Maybe it is just that this is what Mom does. Every night. For — for thirty years. She makes the food and then everyone else goes to the other room and she stays in here, and she does the dishes, and nobody — nobody comes back in to ask her if she is okay. Nobody has ever come back in to ask her if she is okay. And tonight that was me. I was the one nobody came back for. And it was one night. It was one single night, and I am standing here crying about it, and she has been doing this every night since before I was born.
I am going to call her tomorrow. I am going to call her and tell her that I love her and that the dinner was hard and that I think she is a saint. I am going to do that tomorrow. Right now I just have to finish the pots.
Coaching notes — This is one of the harder slice of life registers — sad without melodrama, exhausted without complaint, grateful without sentimentality. The character is not crying out loud. The character is crying inside while continuing to do the work in front of them. Keep the voice working. Keep the pacing steady. Do not let the breath catch unless it catches once, briefly, on the phrase nobody came back for. That is the only break. The rest is held. The final sentence — right now I just have to finish the pots — should be delivered as a small return to function, almost a relief.
Monologue 6 — Little Brother, Standing on a Step Stool
A 7-year-old boy on a step stool at the kitchen counter, helping his older sister knead dough for the first time. He is narrating the experience as he goes. The older sister, off-screen, is presumably supervising. The narration is half to himself, half to her.

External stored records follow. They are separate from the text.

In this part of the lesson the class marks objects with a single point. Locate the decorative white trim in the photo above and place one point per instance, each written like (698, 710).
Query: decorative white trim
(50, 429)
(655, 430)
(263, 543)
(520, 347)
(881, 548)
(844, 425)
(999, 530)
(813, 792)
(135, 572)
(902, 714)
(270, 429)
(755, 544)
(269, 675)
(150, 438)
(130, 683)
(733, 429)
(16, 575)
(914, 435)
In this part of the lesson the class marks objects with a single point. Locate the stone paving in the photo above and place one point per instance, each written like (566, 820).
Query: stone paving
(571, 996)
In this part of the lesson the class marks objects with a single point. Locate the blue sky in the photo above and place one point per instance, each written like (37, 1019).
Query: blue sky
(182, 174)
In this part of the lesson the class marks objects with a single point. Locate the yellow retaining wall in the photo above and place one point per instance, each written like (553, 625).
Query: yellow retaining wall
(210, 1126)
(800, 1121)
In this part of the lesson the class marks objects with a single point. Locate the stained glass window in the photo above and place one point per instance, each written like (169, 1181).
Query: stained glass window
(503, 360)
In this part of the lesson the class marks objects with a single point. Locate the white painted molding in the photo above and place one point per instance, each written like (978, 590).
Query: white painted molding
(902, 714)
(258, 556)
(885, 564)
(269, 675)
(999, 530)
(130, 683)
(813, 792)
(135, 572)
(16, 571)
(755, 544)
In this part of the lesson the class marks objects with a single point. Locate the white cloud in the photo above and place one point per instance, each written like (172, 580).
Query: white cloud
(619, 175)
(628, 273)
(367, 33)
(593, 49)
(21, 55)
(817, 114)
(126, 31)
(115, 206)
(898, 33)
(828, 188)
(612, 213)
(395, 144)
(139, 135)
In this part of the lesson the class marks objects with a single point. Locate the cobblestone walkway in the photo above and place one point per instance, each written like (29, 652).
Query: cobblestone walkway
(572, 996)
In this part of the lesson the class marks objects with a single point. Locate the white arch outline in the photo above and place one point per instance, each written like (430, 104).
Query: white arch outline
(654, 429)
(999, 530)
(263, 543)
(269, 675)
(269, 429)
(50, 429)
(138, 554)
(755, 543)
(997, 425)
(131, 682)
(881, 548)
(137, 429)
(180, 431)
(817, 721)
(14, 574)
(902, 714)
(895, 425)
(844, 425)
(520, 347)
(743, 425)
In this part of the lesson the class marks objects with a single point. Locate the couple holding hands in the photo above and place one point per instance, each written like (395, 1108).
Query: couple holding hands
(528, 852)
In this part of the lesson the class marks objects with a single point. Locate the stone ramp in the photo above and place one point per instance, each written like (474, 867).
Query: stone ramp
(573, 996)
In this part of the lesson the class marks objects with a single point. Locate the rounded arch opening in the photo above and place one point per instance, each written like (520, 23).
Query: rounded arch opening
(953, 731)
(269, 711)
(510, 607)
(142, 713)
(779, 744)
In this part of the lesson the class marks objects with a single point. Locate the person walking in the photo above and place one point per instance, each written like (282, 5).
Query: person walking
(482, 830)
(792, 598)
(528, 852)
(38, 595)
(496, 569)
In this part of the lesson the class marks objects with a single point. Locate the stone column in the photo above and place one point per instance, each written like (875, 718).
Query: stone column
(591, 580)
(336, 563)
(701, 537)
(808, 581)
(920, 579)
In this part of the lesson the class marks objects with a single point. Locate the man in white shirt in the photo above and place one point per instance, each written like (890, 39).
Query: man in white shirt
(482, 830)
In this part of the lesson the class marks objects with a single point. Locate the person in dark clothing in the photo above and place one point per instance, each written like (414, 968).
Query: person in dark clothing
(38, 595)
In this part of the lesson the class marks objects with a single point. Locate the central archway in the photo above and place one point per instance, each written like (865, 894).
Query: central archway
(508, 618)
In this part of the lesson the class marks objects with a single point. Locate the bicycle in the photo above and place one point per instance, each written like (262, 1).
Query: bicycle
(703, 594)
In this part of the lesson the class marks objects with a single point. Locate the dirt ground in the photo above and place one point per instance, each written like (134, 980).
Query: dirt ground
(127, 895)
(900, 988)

It is sticky. It is so sticky. Why is it sticky. Why did nobody tell me it was going to be this sticky. I have flour on my arm now. I have flour all the way up to my elbow and I have only been pushing it for, like, four pushes. Four pushes! How does anyone make bread? How is bread real? How is bread real if this is how you make it?
Okay. I am going to push it more. I am going to push it like you said. I am pushing. I am pushing. It is — it is moving. It is moving with my pushes! It is doing the thing! Look! Look at it doing the thing! It is — wait, it is sticking to me again. It is sticking. Why is it sticking again.
I do not understand bread, Onee-chan. I do not understand bread. But I want to keep doing it. I want to keep doing the bread. Even though I do not understand it. I think that is okay. I think that is allowed.
Coaching notes — Child performance in voice acting is a craft of its own. Pitch up about a fifth from your speaking voice, place the resonance bright and forward, and let the words tumble out of order. Real kids do not narrate cleanly. They restart, they exclaim, they interrupt themselves. The line how is bread real is a gift — let it bubble up like a real realization the kid is having on the fly. The last paragraph is the place to suddenly slow down. Kids do that. They get suddenly serious about something for half a sentence and then go back to being kids.
Kitchens are quiet rooms with loud people in them. The voice actor who can hold that contrast — soft delivery, big emotion — will book more slice of life work than the voice actor who matches the volume of the feeling to the volume of the speech. The kitchen wants quiet. Give it quiet. Let the listener lean in.
Drill these six. Trade them with another actor if you have one. Re-record once a week. The fastest way to learn this register is repetition with a forgiving microphone.